De Star Tours à la Tour de la Terreur en passant par Indiana Jones Adventure ou encore Moteurs, Action !, vous avez écrit les musiques d’un nombre incroyable d’attractions devenue légendaires. Comment expliquez-vous ce succès?
Je ne sais pas. On ne sait jamais si l’attraction sur laquelle vous travaillez va avoir du succès. C’est la raison pour laquelle c’est toujours une merveilleuse surprise de voir votre attraction se répandre à travers le monde comme c’est le cas aujourd’hui avec la Tour de la Terreur qui arrive à Paris !


Sur quoi travaillez-vous en ce moment ?
Je dois dire que je fais beaucoup moins de musique de film en ce moment, mais cela me convient car, comme je vous l’ai expliqué, le métier a beaucoup changé ces derniers temps, et c’est un travail beaucoup moins agréable que ce qu’il était il y a quelques années. Je me consacre donc en ce moment aux nouvelles attractions de Disney. Ce sont vraiment des gens charmants qui savent que leurs attractions vont accueillir des visiteurs pendant plusieurs années, ce qui fait qu’ils investissent l’argent qu’il faut pour que les choses soient bien faites.

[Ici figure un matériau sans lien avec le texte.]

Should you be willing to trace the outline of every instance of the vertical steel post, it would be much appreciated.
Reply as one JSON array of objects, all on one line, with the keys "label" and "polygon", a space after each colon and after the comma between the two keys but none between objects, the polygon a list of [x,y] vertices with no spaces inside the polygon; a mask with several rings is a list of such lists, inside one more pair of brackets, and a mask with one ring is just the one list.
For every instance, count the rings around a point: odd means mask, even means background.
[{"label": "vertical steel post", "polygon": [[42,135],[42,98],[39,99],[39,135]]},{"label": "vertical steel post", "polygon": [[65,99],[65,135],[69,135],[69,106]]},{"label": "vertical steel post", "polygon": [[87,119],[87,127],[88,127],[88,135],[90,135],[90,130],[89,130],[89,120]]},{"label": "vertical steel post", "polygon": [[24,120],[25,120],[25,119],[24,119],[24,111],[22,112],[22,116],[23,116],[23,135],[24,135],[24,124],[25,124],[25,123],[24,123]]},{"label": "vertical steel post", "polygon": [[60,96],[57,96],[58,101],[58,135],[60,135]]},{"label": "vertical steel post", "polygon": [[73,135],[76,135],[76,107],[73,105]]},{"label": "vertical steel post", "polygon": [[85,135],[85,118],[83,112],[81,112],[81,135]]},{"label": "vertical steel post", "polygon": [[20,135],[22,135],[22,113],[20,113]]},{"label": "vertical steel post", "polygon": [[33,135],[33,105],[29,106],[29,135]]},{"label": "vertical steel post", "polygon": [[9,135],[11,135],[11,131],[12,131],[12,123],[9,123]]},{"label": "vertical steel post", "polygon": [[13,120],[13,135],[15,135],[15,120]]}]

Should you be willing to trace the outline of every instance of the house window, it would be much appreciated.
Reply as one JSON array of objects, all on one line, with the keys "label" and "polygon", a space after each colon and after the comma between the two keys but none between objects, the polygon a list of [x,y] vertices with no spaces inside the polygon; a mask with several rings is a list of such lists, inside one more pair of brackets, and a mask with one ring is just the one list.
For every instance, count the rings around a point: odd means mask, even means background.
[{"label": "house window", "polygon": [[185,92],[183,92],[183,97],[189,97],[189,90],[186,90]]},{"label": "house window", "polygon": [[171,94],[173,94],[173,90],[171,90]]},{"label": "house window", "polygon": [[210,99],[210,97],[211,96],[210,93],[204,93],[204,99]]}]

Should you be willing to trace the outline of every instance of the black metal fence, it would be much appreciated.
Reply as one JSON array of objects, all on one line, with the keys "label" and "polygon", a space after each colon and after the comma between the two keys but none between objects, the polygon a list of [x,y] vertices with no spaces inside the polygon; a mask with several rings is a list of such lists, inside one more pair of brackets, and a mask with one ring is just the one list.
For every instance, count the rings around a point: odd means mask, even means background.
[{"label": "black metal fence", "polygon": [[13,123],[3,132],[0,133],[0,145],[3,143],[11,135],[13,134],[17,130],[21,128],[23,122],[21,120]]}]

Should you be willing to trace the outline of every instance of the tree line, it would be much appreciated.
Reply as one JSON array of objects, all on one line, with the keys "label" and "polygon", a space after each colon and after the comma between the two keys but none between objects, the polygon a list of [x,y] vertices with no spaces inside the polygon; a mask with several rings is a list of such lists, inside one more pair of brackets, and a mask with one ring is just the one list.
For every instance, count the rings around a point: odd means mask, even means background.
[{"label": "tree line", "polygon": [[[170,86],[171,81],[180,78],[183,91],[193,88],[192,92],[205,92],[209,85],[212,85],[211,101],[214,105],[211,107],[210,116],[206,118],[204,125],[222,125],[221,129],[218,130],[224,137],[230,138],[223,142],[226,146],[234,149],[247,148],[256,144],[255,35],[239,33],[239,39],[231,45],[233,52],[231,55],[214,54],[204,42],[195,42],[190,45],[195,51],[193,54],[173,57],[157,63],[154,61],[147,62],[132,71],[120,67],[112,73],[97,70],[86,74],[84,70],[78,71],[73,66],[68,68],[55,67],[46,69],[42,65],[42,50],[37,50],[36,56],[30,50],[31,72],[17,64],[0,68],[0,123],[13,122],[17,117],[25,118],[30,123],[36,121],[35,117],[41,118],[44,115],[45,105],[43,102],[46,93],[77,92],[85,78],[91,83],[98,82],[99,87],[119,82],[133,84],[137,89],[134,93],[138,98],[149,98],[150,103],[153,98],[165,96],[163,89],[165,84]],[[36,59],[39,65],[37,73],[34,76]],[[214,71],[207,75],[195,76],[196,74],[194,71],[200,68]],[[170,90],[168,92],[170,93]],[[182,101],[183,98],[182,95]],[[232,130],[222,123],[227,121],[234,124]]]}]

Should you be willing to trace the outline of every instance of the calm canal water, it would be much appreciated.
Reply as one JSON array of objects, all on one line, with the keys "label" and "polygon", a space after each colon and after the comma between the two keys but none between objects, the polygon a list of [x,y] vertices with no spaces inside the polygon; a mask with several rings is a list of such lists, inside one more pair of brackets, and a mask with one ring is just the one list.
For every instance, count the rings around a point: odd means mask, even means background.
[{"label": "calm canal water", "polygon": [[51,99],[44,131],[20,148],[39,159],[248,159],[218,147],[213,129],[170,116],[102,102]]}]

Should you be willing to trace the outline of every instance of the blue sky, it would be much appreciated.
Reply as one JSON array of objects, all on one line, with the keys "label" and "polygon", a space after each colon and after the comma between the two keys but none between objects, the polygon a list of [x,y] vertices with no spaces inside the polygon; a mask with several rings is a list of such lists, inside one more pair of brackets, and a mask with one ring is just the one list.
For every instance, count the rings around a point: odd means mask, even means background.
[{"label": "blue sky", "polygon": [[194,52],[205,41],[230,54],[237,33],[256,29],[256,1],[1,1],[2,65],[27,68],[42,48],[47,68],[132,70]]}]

C’est ainsi que j’ai fait la musique du nouveau film pour le Pavillon Chinois d’EPCOT, en conservant à leur demande quelques extraits de la musique originale composée par notre ami Buddy Baker, comme un hommage à ce grand Monsieur. Ensuite, j’ai fait la musique du Pavillon Mexicain. Pour ce faire, nous avons ré-enregistré et parfois ré-orchestré des musiques des Trois Caballeros, ce qui fut très amusant. J’ai aussi participé au « live animation show » de Monsters, Inc., le Laugh Floor pour Walt Disney World. C’est un grand écran sur lequel sont projetés des personnages du film qui interagissent en temps réel avec le public par le biais d’un acteur caché en coulisses, qui peut voir le public et animer en direct le personnage. Pour cette attraction, WDI n’a utilisé que quelques extraits de la musique originale de Randy Newman et pour le reste, ils m’ont demandé d’écrire dans le style de Randy. Et en ce moment, je travaille à la nouvelle version de The Enchanted Tiki Room pour Tokyo. Comme vous pouvez vous en rendre compte, travailler pour Disney me permet de voyager à travers toutes sortes de styles et de cultures en musiques. Je suis vraiment comblé !



Merci à Kristof (Photosmagiques)

2 Comments:

Anonymous Anonyme said...

Bonjour et merci pour cet article vraiment tres interessant. L'attraction est geniale, le decor, le theme et l'ambiance generale aussi. Une attraction qui va rebooster les Wlt Disney Studios apres le superbe roller-coaster sur le theme de Nemo.
Jeremie, j'aimerais trouver le moyen de vous contacter ou vous ecrire. Vos parents m'ont donne l'adresse de votre blog mais je ne trouve pas d'adresse mail (c'est complique, beaucoup de caracteres de mon ordinateur sont en japonais...).
Encore merci et bravo pour votre blog.

Michael

12:29 PM  
Blogger Jeremie NOYER said...

Cher Michael,

Merci de votre commentaire et de vos visites.
Pour me joindre, vous pouvez vous rendre sur le forum Disney Central Plaza (le lien sont sur la page principale du blog)et m'envoyer un message personnel. Mon pseudo est Philharmagic (j'ai un topic special dans la rubrique Disney Unlimited). Nous pourrons ainsi poursuivre cette conversation avec plaisir. A bientôt!